PeerJ. 2020 Feb 27:8:e8534. doi: 10.7717/peerj.8534. eCollection 2020.

Abstract

Background: Microbiomes are extremely important for their host organisms, providing many vital functions and extending their hosts' phenotypes. Natural studies of host-associated microbiomes can be difficult to interpret due to the high complexity of microbial communities, which hinders our ability to track and identify individual members along with the many factors that structure or perturb those communities. For this reason, researchers have turned to synthetic or constructed communities in which the identities of all members are known. However, due to the lack of tracking methods and the difficulty of creating a more diverse and identifiable community that can be distinguished through next-generation sequencing, most such in vivo studies have used only a few strains.

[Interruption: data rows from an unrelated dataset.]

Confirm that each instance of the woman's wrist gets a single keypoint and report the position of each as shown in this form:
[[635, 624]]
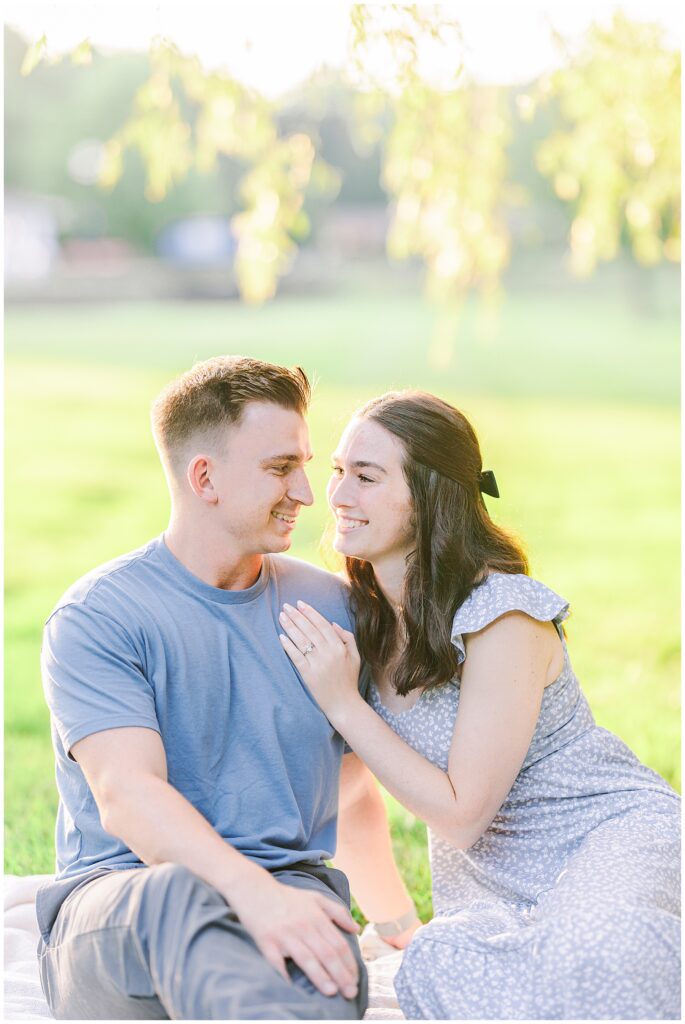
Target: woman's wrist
[[344, 714]]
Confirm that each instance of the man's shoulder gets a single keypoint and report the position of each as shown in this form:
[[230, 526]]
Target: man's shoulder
[[118, 572], [297, 570]]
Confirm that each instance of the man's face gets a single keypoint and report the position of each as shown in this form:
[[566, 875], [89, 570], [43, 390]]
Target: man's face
[[260, 480]]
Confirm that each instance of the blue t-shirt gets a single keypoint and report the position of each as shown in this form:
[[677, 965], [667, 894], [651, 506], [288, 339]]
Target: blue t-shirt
[[143, 642]]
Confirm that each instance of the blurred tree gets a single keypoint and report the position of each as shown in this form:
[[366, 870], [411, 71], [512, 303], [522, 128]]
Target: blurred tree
[[183, 117], [616, 159], [440, 142], [444, 152]]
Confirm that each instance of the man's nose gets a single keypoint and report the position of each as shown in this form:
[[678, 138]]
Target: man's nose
[[299, 489]]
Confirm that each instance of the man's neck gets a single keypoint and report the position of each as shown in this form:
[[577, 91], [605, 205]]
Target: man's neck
[[210, 559]]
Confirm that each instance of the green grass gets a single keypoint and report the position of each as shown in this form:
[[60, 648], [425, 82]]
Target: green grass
[[575, 404]]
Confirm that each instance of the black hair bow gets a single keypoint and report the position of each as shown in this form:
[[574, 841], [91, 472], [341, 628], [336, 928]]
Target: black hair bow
[[487, 483]]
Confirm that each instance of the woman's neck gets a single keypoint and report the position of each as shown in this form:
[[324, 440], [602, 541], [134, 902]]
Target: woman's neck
[[390, 577]]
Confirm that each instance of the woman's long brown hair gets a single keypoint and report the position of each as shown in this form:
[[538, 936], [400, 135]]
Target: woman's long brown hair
[[457, 543]]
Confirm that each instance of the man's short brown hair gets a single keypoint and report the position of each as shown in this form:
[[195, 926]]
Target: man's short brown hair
[[212, 395]]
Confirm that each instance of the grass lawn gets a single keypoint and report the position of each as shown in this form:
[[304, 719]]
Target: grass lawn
[[575, 404]]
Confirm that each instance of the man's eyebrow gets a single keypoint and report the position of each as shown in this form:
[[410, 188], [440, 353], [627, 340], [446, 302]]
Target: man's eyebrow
[[286, 458], [360, 464]]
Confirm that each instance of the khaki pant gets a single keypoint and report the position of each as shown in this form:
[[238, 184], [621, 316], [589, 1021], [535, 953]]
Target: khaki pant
[[159, 943]]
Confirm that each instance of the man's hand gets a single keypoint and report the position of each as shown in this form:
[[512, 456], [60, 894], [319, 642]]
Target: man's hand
[[303, 926]]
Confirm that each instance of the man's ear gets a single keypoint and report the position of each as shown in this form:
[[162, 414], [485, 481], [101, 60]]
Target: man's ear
[[199, 477]]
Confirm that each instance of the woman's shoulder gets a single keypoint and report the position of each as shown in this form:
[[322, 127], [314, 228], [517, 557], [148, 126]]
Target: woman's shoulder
[[501, 593]]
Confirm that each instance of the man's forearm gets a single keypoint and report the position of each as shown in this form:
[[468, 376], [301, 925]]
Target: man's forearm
[[159, 824]]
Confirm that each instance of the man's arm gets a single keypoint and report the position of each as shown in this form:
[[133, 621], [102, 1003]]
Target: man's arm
[[126, 770], [365, 850]]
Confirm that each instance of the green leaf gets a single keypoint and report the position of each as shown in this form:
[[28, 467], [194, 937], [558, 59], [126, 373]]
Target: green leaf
[[34, 55], [83, 54]]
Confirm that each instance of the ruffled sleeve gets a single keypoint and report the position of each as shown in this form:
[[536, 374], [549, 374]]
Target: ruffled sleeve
[[501, 593]]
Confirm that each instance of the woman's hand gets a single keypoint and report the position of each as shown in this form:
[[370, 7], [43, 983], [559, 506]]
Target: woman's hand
[[331, 665]]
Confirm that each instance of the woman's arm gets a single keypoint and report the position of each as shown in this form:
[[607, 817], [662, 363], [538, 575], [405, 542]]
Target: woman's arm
[[365, 850], [503, 680]]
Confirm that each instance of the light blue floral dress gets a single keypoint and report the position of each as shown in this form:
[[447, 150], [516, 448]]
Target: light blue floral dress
[[568, 906]]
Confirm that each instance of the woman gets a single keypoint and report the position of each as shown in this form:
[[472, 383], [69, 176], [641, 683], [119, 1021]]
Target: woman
[[554, 851]]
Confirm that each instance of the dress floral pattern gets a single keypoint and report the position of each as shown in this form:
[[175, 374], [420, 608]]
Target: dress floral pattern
[[568, 905]]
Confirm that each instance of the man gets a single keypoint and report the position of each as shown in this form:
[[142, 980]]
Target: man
[[198, 778]]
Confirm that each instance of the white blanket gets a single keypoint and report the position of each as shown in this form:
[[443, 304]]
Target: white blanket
[[24, 996]]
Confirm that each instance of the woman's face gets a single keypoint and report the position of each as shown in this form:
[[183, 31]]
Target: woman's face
[[369, 495]]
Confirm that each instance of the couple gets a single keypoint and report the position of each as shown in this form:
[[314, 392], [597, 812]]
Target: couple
[[206, 697]]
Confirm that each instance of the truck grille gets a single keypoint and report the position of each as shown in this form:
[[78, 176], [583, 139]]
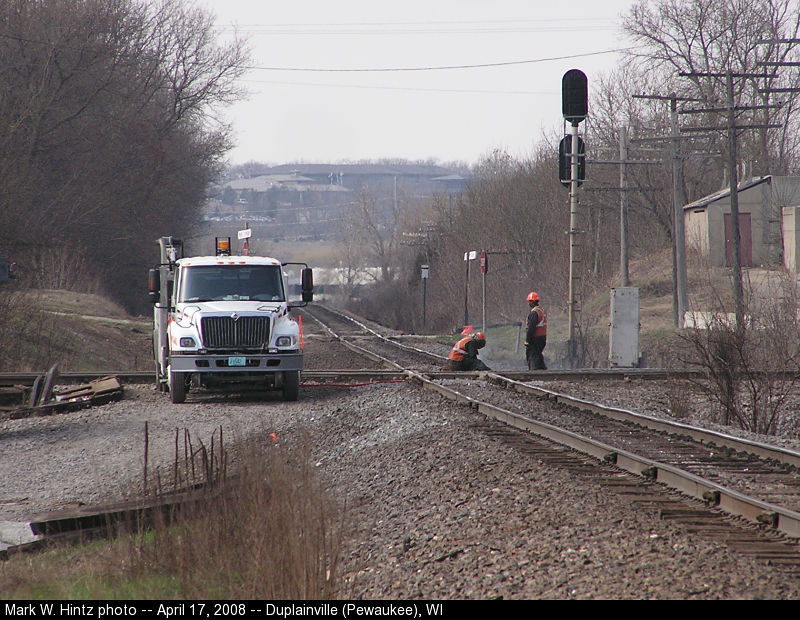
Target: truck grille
[[223, 332]]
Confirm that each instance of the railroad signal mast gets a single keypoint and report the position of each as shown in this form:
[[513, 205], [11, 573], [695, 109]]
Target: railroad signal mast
[[574, 107]]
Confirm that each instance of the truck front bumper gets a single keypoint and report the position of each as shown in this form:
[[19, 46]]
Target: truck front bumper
[[285, 362]]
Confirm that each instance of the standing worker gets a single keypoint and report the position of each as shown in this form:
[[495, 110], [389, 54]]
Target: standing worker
[[464, 355], [536, 334]]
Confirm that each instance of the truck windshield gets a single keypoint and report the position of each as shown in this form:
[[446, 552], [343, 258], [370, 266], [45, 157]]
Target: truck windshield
[[231, 282]]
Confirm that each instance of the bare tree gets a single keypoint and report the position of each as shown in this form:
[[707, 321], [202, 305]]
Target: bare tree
[[109, 110], [707, 39]]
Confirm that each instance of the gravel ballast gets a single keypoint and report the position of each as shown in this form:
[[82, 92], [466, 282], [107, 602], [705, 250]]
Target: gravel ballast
[[441, 509]]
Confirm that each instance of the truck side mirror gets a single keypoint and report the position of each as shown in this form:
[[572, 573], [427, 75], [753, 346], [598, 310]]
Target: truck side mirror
[[307, 284], [153, 285]]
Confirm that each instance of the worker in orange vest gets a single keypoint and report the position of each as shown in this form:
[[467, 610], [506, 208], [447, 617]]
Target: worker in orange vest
[[464, 354], [536, 334]]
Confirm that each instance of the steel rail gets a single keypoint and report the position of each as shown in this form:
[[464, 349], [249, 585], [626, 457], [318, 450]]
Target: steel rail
[[727, 500], [701, 435]]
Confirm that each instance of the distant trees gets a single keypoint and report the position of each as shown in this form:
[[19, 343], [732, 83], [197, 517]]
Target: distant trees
[[107, 140]]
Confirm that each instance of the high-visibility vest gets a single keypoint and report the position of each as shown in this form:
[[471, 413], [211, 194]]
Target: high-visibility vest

Results: To address this issue, we developed DISCo-microbe, a program for the design of an identifiable synthetic community of microbes for use in in vivo experimentation. The program is composed of two modules; (1) create, which allows the user to generate a highly diverse community list from an input DNA sequence alignment using a custom nucleotide distance algorithm, and (2) subsample, which subsamples the community list to either represent a number of grouping variables, including taxonomic proportions, or to reach a user-specified maximum number of community members. As an example, we demonstrate the generation of a synthetic microbial community that can be distinguished through amplicon sequencing. The synthetic microbial community in this example consisted of 2,122 members from a starting DNA sequence alignment of 10,000 16S rRNA sequences from the Ribosomal Database Project. We generated simulated Illumina sequencing data from the constructed community and demonstrate that DISCo-microbe is capable of designing diverse communities with members distinguishable by amplicon sequencing. Using the simulated data we were able to recover sequences from between 97-100% of community members using two different post-processing workflows. Furthermore, 97-99% of sequences were assigned to a community member with zero sequences being misidentified. We then subsampled the community list using taxonomic proportions to mimic a natural plant host-associated microbiome, ultimately yielding a diverse community of 784 members.

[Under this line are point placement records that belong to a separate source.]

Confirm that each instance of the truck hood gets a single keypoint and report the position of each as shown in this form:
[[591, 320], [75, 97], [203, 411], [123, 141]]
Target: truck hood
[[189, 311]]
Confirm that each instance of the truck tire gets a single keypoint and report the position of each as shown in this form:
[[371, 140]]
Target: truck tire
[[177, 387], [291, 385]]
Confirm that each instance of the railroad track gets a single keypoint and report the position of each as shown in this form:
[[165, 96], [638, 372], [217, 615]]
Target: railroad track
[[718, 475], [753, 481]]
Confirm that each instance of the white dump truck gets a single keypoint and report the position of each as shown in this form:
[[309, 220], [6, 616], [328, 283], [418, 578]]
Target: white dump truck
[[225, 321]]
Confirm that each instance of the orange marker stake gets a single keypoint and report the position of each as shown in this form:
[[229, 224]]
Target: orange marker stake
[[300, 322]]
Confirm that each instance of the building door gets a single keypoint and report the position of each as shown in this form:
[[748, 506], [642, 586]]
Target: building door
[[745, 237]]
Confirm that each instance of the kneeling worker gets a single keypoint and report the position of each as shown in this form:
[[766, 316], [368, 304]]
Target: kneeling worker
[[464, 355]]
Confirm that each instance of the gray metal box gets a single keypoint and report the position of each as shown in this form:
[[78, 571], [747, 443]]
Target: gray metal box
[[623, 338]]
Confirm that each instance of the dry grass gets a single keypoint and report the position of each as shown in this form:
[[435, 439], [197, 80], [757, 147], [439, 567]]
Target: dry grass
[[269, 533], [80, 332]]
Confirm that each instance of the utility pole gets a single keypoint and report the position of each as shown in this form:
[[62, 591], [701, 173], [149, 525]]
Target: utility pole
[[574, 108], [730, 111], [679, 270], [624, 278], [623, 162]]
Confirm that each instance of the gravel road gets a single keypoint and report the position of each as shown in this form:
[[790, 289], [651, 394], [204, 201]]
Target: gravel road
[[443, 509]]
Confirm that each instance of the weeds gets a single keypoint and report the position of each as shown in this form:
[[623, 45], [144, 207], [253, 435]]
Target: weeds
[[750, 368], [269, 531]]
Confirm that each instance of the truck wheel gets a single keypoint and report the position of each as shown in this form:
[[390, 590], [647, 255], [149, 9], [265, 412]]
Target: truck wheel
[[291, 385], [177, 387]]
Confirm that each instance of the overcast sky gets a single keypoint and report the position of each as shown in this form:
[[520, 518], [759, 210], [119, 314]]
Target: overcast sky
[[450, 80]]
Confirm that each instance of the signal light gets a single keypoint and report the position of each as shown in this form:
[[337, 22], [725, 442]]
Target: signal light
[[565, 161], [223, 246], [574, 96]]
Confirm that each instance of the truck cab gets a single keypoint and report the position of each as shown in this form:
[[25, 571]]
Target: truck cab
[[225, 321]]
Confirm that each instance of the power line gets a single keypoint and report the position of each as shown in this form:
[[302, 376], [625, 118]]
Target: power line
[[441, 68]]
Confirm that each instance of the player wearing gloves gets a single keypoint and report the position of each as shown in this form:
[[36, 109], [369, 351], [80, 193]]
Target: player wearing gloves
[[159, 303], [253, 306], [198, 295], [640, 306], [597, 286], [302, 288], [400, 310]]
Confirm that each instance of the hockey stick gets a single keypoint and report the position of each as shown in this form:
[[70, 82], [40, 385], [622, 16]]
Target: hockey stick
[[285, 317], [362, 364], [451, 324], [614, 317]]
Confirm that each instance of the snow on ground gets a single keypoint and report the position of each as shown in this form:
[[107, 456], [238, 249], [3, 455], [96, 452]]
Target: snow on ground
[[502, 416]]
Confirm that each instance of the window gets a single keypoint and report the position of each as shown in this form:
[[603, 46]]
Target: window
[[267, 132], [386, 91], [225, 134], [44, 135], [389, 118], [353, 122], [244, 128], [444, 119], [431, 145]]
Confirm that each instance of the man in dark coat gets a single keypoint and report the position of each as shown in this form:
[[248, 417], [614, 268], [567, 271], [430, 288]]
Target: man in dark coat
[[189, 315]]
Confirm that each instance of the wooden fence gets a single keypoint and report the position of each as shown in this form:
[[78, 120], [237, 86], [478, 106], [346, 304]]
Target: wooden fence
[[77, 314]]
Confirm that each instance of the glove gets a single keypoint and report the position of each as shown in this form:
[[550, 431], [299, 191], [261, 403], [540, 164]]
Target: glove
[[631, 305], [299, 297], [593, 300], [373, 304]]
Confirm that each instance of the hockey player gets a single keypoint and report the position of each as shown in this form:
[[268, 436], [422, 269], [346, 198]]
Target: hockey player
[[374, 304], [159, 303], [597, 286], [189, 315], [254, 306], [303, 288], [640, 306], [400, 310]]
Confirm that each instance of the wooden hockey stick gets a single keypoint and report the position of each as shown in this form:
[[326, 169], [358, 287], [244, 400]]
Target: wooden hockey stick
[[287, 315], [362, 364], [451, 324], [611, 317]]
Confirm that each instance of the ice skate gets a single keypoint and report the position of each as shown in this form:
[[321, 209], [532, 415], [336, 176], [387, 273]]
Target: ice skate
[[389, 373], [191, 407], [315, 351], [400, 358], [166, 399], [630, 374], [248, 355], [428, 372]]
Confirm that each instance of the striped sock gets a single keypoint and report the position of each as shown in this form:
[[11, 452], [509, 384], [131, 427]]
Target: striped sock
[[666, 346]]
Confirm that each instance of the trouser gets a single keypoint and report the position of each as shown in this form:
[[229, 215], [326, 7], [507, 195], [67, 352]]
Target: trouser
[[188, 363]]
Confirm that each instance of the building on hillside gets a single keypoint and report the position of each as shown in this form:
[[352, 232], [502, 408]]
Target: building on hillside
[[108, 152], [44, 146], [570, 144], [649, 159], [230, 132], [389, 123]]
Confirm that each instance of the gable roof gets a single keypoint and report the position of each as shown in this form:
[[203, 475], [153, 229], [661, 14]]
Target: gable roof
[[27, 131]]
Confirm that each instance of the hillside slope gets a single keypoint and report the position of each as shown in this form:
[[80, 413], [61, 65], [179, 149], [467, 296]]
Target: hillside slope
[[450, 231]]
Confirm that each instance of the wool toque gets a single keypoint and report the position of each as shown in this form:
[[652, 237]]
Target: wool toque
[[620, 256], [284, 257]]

Conclusions: DISCo-microbe can create a highly diverse community list of microbes that can be distinguished through 16S rRNA gene sequencing, and has the ability to subsample (i.e., design) the community for the desired number of members and taxonomic proportions. Although developed for bacteria, the program allows for any alignment input from any taxonomic group, making it broadly applicable. The software and data are freely available from GitHub (https://github.com/dlcarper/DISCo-microbe) and Python Package Index (PYPI).

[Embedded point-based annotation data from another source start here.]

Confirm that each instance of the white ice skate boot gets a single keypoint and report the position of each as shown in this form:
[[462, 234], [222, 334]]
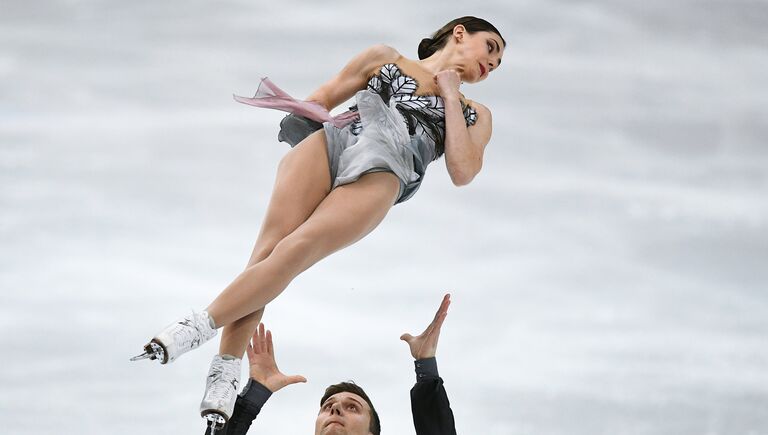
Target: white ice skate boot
[[179, 337], [220, 391]]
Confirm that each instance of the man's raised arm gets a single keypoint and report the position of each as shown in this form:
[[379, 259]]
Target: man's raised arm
[[264, 379], [432, 413]]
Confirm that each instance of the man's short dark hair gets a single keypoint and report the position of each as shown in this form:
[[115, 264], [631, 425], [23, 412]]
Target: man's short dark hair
[[351, 387]]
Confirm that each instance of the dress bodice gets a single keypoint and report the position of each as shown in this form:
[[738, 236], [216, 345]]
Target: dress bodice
[[424, 113]]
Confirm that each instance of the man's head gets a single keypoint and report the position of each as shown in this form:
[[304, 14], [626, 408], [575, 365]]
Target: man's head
[[345, 409]]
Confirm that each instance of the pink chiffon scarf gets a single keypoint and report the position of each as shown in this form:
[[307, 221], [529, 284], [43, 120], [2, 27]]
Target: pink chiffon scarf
[[269, 96]]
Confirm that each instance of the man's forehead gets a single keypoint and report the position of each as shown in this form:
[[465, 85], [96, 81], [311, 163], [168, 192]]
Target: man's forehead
[[346, 395]]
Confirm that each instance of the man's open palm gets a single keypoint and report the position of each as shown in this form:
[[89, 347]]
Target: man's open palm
[[263, 368], [425, 345]]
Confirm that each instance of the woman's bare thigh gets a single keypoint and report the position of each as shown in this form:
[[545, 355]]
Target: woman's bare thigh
[[303, 180]]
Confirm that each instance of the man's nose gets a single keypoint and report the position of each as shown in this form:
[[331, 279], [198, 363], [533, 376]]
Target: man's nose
[[336, 409]]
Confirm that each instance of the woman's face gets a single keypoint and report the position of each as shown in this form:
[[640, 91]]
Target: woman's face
[[479, 54]]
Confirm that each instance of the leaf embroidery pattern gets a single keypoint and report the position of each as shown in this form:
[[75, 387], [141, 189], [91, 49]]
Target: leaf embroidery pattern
[[424, 114]]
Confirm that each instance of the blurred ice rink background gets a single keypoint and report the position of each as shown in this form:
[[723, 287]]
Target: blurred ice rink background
[[608, 266]]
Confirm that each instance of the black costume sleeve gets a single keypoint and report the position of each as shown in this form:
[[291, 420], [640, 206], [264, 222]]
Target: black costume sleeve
[[247, 407], [432, 413]]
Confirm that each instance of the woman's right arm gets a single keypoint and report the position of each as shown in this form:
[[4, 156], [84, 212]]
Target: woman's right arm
[[353, 77]]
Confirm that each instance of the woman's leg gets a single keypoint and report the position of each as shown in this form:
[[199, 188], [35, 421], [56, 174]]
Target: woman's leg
[[347, 214], [303, 180]]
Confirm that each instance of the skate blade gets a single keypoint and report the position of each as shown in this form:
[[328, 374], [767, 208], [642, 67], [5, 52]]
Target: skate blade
[[151, 351], [215, 422]]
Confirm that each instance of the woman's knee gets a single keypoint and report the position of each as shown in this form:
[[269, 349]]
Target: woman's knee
[[296, 252]]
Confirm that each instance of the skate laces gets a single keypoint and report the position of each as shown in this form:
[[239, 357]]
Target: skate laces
[[223, 379], [192, 331]]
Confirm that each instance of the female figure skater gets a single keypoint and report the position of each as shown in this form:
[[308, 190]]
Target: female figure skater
[[338, 183]]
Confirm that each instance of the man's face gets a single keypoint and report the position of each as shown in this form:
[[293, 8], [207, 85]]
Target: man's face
[[343, 414]]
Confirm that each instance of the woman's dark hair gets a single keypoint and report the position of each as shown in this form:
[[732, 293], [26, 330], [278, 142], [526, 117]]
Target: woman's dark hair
[[351, 387], [428, 46]]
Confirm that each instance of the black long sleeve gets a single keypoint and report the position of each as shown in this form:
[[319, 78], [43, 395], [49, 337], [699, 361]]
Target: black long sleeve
[[431, 409], [247, 408]]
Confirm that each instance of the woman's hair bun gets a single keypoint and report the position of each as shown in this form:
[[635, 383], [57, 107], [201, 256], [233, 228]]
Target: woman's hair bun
[[425, 48]]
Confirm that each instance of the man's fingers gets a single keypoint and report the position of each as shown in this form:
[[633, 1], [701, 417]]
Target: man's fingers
[[296, 379], [270, 346]]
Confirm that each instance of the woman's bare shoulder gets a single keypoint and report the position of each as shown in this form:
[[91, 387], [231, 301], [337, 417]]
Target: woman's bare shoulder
[[382, 53]]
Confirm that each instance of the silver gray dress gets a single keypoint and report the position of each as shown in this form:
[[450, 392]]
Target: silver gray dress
[[397, 131]]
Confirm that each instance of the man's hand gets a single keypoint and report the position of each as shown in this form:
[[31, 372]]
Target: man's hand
[[261, 358], [425, 345]]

Keywords: 16S rRNA; Constructed community; In vivo experimentation; Microbiome; Synthetic community; Taxonomic profiling.

Grants and funding

This research was sponsored by the Genomic Science Program, U.S. Department of Energy, Office of Science, Biological and Environmental Research as part of the Plant Microbe Interfaces Scientific Focus Area. Oak Ridge National Laboratory is managed by UT-Battelle, LLC, for the U.S. Department of Energy under contract DE-AC05-00OR22725. The funders had no role in study design, data collection and analysis, decision to publish, or preparation of the manuscript.